A poll by the Kantar TNS and Median agencies for the Czech Television showed on Sunday that 45.5 percent of Czechs would vote Zeman against 45 percent in favour of Drahos, with the rest undecided.
"This is a showdown between two completely different candidates representing two parts of a rather split society," Tomas Lebeda, a political analyst at Palacky University in the eastern Czech city of Olomouc, told AFP.
Zeman, an ex-communist known for his pro-Russian and pro-Chinese stance, topped a field of nine candidates in the first round on January 12-13 with 38.56 percent of the vote, ahead of Drahos with 26.60 percent.
Zeman's attitude to the European Union echoes other populist-minded eastern EU leaders -- especially in Hungary and Poland -- at odds with Brussels over mandatory refugee quotas and various rules which they see as attempts to limit national sovereignty.
The 73-year-old makes no secret of his staunchly anti-Muslim views, and once called the 2015 migrant crisis "an organised invasion" of Europe, claiming Muslims were "impossible to integrate".
Even though the country of 10.6 million people has only received 12 migrants under the EU quota system, migration has become a key issue in political campaigning.
"If you want to stop them (migrants), you have to stop them at the beginning, otherwise you can never stop them," Zeman said in a TV debate on Monday.
Since the first round, billboards all across the Czech Republic sought to appeal to voters with anti-migrant messages: "Stop immigrants and Drahos. This is our country. Vote Zeman!"
"Milos Zeman represents low-income groups with lower education, who more often live outside cities and typically in regions with lower economic performance, and of course he has adjusted his campaign to that," said Lebeda.
"He is a candidate with a long-term, systematic foreign-policy focus on Russia and China, and a candidate who is not really accepted by western politicians."
- 'I want to replace that man' -
Drahos, a 68-year-old former head of the Czech Academy of Sciences and a chemist by profession, could not be more different.
A mild-mannered liberal centrist whom critics have branded "wishy-washy", he has called for Prague to "play a more active role in the EU" and backed the adoption of the euro.
He is also a critic of the refugee quota system, but contends that the Czech Republic is strong enough to accept its allotted 2,600 refugees.

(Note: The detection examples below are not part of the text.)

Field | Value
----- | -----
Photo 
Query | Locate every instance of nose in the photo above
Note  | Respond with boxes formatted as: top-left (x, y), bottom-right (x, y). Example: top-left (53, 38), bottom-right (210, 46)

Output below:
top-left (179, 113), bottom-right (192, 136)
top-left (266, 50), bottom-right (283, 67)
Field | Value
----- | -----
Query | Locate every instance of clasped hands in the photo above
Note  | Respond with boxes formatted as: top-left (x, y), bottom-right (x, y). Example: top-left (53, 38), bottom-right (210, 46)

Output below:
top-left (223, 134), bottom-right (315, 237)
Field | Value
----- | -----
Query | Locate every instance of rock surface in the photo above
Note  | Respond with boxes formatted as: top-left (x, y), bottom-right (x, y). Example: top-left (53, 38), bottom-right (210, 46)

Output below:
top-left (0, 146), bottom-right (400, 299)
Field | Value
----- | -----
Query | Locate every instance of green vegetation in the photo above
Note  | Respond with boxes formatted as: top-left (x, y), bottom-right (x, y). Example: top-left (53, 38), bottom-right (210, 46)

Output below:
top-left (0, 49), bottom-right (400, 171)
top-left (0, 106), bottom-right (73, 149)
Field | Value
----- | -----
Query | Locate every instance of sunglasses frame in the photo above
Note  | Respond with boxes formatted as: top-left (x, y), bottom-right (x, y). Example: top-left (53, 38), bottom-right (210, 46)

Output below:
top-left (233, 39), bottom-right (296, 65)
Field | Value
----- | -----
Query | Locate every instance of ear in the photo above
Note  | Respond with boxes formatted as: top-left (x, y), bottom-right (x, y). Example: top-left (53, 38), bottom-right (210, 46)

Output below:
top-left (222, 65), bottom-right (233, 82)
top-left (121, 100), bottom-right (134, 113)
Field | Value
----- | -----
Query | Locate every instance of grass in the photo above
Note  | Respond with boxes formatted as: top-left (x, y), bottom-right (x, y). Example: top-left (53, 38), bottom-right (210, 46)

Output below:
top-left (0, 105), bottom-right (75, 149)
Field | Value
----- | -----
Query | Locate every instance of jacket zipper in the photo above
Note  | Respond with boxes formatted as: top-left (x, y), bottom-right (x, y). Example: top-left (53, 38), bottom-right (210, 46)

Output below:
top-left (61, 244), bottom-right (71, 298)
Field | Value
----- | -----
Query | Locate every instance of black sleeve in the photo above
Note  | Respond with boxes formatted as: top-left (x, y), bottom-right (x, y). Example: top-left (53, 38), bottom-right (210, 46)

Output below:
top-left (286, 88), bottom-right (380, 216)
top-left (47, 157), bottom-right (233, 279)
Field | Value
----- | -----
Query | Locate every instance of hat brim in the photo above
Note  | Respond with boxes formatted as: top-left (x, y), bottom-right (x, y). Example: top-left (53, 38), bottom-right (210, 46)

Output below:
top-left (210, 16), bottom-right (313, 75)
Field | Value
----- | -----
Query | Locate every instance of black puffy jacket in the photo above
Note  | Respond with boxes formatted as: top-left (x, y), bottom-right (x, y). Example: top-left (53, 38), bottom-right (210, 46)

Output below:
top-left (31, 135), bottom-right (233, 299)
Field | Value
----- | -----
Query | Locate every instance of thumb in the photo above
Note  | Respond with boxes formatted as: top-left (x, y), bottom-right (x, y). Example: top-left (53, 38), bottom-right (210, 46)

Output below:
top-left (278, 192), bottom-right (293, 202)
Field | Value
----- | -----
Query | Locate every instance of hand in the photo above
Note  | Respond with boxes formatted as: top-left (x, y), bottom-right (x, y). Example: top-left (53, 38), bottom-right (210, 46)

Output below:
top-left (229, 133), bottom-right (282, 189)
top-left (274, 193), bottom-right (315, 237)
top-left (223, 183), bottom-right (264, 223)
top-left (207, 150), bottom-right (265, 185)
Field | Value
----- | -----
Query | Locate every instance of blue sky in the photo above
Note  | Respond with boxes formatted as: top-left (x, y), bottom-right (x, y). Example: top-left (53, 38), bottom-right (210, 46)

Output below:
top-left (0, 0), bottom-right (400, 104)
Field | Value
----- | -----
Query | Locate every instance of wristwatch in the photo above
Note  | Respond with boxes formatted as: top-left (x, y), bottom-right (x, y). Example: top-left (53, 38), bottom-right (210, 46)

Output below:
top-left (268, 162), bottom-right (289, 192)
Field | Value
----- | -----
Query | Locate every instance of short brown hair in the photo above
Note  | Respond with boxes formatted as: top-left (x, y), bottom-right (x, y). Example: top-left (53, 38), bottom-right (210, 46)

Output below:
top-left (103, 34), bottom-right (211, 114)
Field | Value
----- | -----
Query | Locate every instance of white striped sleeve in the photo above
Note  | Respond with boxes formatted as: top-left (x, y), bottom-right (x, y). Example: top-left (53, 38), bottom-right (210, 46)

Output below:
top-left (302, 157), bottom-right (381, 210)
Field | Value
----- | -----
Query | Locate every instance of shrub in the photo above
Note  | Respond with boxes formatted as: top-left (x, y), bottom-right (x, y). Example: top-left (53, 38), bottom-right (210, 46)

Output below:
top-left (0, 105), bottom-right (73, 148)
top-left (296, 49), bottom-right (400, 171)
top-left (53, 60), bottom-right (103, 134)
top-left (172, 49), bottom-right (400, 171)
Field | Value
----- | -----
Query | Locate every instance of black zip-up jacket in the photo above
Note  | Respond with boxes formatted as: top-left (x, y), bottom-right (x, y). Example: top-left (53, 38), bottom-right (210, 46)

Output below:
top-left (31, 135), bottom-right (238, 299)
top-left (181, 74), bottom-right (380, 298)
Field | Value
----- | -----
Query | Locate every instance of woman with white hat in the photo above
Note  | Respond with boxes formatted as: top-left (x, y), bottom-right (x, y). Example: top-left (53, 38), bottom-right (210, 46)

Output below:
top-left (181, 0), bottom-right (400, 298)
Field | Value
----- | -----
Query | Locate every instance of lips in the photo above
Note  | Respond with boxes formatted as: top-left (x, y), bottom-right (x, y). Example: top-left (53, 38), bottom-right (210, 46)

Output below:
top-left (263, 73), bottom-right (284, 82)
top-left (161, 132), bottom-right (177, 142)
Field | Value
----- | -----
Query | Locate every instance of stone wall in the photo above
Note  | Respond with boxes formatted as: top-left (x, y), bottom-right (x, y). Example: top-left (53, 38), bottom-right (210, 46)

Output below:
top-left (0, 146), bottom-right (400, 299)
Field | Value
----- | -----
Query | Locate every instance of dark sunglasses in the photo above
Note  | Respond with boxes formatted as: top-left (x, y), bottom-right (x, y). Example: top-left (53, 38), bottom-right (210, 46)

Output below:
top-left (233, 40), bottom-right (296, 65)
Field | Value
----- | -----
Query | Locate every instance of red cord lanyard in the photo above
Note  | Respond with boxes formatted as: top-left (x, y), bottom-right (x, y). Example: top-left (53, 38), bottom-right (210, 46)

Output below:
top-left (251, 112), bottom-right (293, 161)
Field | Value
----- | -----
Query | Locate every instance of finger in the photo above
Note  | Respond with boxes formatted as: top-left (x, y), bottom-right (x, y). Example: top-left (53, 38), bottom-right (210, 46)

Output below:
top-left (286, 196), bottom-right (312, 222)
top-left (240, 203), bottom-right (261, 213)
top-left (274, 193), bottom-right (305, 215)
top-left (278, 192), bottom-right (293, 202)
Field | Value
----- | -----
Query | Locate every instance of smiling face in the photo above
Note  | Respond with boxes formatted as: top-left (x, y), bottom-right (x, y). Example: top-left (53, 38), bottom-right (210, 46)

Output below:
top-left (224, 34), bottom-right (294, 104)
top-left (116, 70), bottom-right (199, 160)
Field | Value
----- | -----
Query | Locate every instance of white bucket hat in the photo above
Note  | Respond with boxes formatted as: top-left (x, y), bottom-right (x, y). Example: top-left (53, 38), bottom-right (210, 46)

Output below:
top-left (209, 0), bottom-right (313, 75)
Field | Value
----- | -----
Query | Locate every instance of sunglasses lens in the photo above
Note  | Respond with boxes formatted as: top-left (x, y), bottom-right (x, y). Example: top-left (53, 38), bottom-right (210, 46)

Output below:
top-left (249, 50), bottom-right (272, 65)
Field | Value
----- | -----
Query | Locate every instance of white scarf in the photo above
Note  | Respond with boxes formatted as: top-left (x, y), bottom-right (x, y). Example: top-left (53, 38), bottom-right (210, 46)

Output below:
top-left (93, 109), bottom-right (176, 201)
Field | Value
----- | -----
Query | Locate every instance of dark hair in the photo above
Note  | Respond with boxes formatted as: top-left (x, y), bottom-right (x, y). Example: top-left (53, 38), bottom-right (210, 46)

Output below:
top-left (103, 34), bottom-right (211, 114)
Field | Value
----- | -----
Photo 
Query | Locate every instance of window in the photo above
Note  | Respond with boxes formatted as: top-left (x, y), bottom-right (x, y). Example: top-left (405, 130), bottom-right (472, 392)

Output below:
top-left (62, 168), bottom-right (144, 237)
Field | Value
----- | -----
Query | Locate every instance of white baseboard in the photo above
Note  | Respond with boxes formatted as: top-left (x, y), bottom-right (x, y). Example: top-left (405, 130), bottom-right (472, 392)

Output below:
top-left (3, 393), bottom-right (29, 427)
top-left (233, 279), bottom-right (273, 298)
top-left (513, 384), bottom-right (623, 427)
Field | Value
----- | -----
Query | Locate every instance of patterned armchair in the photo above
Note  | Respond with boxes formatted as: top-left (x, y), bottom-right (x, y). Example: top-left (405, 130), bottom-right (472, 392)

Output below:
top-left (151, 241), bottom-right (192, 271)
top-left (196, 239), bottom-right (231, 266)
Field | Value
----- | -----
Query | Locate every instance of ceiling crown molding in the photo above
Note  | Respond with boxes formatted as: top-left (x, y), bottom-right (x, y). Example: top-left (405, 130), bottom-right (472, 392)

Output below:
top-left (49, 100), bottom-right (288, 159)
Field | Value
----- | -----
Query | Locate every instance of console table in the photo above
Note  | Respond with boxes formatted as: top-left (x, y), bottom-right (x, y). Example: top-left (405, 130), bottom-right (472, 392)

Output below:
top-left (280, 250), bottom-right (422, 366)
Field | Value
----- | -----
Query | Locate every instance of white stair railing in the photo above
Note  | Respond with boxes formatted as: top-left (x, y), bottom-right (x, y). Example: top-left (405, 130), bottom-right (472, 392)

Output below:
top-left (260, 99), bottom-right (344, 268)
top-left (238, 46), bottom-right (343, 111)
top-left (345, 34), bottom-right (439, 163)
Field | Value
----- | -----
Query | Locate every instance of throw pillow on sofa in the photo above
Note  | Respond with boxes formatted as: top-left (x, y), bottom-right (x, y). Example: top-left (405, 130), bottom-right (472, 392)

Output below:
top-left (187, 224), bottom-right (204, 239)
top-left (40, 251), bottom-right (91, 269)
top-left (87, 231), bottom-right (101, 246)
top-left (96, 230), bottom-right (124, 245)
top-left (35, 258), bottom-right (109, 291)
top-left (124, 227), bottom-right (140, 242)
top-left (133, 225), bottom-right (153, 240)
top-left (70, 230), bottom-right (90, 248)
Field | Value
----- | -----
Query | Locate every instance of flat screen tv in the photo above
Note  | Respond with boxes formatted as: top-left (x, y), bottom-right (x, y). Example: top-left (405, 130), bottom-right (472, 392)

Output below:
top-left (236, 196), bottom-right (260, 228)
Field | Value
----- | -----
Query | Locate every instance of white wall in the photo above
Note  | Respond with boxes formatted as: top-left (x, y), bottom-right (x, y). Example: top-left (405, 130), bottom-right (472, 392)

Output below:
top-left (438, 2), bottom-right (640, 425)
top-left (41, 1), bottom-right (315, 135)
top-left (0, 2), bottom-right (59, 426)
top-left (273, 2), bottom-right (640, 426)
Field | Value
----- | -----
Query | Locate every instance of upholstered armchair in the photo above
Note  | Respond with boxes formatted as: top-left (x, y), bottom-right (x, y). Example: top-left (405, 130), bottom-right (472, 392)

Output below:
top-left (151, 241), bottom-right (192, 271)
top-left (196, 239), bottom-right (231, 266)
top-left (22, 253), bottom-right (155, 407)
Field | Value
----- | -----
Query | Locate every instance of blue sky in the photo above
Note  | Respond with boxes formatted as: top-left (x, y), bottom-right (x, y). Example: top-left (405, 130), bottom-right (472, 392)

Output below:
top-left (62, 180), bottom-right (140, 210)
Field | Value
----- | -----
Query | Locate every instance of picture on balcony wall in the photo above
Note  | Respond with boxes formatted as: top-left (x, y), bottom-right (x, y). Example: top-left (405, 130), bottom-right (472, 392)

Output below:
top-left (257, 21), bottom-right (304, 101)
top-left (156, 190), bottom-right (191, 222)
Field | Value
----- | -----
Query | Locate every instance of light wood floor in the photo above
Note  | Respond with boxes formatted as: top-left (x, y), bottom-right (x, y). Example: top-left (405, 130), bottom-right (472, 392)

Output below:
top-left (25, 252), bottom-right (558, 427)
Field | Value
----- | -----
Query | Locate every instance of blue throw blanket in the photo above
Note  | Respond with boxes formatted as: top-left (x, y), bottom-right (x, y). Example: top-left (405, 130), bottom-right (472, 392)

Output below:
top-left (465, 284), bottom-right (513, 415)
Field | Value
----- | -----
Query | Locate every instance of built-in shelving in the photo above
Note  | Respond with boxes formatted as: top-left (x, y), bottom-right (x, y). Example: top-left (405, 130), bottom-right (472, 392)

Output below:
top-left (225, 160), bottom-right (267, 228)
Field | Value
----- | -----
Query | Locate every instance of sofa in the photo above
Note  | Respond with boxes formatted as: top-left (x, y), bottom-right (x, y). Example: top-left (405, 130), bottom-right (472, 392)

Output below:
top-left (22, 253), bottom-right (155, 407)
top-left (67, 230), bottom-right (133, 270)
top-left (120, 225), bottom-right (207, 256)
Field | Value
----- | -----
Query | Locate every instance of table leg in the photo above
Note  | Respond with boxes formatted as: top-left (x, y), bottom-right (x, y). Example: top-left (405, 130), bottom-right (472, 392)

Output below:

"Jiri Drahos has no political career behind him, but judging by his statements, he is a pro-Western politician whose priority is a focus on the European Union," Lebeda said.
In a rare display of emotion, Drahos exclaimed at a meeting with supporters on Monday: "I want to replace that man at the Prague Castle!"
Drahos will rely on backing from most of the failed first-round candidates.
Zeman, in turn, has the backing of embattled billionaire Prime Minister Andrej Babis.
- A second chance for Babis? -
Babis's populist ANO movement won October's general elections with its anti-corruption and anti-euro campaign, but the Slovak-born tycoon -- who is facing police charges over EU funding fraud -- has failed to woo coalition partners.
Tapped by Zeman for prime minister in December, Babis was forced to form a minority government which failed a confidence vote on January 16.
On January 19, parliament voted to strip Babis of immunity as a lawmaker, allowing the police to proceed with the charges.
Babis is due to submit his cabinet's resignation to Zeman on Wednesday.
But Zeman said he would give Babis a second try, in line with the constitution, before his presidential term of office expires on March 8.
"Regardless of the presidential election result, Mr Drahos will not have a chance to give or not give Mr Babis a second try," Zeman said.
Drahos said earlier he had a problem with a prime minister facing police charges.